December 9, 2010 10:18 PM   Subscribe

I'm directing a high school play and need to make a bluebird fly away on stage, but using a real bird is out of the question. How can I create this effect?

The drama class I teach is doing an adaptation of Maurice Maeterlinck's "The Blue Bird" in February. The story is about these two children who go on a magical quest to find the Bluebird of Happiness, only to discover that it was at home all along.

At the end of the play, they have the blue bird in a cage, and the Fairy Berylune (who commissioned the search in the first place) wants to see it more closely. She opens the cage door and the bird flies away.

I have absolutely no knowledge of stage magic or special effects, so my only idea is to have someone in the flyspace with a fishing line, and I'm not sure we can even get anyone up there. Any ideas on how I can make this effect work?
posted by MShades to Media & Arts (17 answers total)
 
What about something with a very small-sized blue spotlight? It's not a bird, but it could mimic the feel of the bird flying away. For slightly more verisimilitude you could try to use a projector with an image/animation of a bluebird.
posted by that girl at 10:26 PM on December 9, 2010 [2 favorites]


I remember from my school theatre days that there were special gels you could get that could mimic shapes like leaves, watery effects, etc. Is there a bird shape, or something fluttery?

Wasn't Tinkerbell originally a flashlight beam?
posted by Sara C. at 10:28 PM on December 9, 2010


When I saw "The Lion King" onstage about ten years ago they had "birds" that were a kind of bird puppet/model on the end of a long stick, guided by people either onstage or in the balcony. It was more symbolic than literal, but it worked.

In this case the issue would be making it seem to come out of the cage, but I bet it could be worked out.
posted by drjimmy11 at 10:34 PM on December 9, 2010


The symbolic route is almost always the way to go with these kind of effects (unless you're Disney and have a huge budget). The play already sounds pretty allegoric and fairy-tale-esque. No reason to have it be literal at all. I love the ideas already mentioned about having a small blue light or some sort of puppet operated by a dancer.
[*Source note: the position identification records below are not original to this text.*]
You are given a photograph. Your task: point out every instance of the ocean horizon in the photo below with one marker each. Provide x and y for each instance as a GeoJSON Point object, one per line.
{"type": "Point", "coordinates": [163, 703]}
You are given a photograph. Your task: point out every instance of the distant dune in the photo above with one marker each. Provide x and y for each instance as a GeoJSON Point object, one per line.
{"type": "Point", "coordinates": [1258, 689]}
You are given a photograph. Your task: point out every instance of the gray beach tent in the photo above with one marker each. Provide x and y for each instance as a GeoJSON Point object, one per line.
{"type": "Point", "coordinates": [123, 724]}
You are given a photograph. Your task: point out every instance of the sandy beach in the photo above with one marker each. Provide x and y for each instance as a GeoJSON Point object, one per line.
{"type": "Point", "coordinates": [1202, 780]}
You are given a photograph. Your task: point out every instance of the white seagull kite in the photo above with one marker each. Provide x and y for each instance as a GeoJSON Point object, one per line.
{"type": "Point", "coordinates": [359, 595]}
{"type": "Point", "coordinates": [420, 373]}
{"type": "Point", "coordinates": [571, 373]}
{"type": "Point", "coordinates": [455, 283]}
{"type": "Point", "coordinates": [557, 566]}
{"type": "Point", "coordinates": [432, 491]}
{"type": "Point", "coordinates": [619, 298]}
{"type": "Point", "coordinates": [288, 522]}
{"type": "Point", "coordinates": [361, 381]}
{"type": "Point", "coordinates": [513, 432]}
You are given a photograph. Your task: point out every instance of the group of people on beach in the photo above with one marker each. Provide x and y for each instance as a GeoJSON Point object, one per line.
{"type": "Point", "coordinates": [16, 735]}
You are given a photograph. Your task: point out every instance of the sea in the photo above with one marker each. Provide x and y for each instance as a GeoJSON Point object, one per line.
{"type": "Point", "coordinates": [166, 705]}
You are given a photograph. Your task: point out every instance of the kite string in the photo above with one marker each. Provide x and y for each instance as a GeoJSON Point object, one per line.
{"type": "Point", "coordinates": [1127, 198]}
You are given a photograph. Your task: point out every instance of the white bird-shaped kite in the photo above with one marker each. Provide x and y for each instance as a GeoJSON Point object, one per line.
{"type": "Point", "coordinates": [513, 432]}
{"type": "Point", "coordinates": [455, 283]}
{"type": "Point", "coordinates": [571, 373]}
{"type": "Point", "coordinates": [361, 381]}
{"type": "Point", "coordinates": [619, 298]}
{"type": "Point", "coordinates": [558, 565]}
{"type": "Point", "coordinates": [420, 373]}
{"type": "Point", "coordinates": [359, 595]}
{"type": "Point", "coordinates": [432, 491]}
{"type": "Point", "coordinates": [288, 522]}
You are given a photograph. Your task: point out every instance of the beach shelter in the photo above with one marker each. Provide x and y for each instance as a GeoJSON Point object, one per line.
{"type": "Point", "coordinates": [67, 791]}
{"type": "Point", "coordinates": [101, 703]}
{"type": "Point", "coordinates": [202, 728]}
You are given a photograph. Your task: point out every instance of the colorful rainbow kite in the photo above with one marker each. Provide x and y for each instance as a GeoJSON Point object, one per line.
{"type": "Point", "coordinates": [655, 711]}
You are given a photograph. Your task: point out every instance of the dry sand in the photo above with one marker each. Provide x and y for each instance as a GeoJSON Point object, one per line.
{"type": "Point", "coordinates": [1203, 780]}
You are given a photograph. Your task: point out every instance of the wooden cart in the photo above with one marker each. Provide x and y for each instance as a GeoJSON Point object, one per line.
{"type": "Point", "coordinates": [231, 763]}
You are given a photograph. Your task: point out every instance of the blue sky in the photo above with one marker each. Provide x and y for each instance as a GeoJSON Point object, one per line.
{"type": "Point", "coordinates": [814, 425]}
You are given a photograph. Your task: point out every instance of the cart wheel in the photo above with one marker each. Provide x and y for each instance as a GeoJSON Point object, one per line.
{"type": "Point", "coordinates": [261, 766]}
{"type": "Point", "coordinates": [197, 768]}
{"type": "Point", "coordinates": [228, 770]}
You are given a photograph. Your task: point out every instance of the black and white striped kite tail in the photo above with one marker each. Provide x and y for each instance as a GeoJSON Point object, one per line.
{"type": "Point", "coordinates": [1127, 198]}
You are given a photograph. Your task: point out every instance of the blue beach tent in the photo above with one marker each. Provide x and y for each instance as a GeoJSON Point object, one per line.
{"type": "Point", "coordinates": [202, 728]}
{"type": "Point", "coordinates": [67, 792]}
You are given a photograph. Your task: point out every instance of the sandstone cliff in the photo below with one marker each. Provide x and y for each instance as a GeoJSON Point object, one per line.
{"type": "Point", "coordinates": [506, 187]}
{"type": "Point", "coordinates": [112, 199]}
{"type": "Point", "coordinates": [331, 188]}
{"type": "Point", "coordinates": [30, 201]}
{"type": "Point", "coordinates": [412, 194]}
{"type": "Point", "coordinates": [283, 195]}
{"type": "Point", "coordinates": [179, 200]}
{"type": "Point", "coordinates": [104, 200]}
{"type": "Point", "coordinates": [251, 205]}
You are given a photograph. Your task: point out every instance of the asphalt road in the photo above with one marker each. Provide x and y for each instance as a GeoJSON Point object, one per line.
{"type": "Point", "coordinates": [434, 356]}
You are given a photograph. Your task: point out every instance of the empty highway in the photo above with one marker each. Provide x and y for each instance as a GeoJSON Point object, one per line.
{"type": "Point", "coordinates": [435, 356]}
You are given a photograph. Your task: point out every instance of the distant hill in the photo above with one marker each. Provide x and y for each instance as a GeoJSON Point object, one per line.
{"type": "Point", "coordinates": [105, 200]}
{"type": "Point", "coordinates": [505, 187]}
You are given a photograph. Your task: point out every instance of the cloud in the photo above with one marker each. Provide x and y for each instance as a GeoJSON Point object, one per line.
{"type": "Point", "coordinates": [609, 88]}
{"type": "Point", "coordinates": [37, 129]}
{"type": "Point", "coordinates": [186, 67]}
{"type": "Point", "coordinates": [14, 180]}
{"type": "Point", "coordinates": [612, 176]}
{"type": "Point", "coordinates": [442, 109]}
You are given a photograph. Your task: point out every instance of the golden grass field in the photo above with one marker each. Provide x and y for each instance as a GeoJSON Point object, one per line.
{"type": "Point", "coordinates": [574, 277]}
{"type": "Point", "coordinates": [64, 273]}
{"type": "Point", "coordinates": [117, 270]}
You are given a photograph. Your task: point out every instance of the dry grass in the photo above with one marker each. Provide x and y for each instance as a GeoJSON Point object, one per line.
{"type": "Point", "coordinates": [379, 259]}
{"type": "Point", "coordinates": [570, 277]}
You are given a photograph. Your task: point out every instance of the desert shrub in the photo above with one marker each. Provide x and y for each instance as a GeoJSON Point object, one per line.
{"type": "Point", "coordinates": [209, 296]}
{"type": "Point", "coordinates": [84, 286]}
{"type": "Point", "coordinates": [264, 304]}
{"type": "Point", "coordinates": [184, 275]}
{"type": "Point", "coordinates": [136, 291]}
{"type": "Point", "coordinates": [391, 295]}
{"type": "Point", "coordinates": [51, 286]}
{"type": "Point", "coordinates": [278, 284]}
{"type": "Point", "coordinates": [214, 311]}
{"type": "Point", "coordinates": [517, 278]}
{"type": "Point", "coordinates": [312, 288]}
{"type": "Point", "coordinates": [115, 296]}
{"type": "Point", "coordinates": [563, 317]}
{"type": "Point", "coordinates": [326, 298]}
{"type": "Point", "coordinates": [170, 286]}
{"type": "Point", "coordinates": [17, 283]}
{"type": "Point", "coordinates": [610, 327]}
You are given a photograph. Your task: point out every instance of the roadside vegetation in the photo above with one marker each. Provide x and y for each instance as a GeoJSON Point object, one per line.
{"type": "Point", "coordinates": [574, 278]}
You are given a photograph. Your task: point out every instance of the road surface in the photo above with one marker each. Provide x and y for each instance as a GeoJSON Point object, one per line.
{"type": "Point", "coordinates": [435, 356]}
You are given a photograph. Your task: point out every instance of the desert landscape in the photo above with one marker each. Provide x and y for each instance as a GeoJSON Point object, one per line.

Or the cage could just be empty. If the people on-stage see a bird in it, so will we. (Though this might imply some sort of unwanted depressing message about the invisible bluebird of happiness.)
posted by Zephyrial at 10:47 PM on December 9, 2010


For $80, you could try a realistic, if somewhat larger than life, robot ornithopter.
posted by paulsc at 11:08 PM on December 9, 2010


A helium balloon?
posted by stereo at 11:11 PM on December 9, 2010


Laser pointers come in blue now.
posted by Chocolate Pickle at 11:36 PM on December 9, 2010 [1 favorite]


Shadow puppet?
posted by pseudostrabismus at 11:41 PM on December 9, 2010


For more help on this topic, you want the Stagecraft Mailing List. Amazing resource of talented people who answer all sorts of crazy stagecraft questions.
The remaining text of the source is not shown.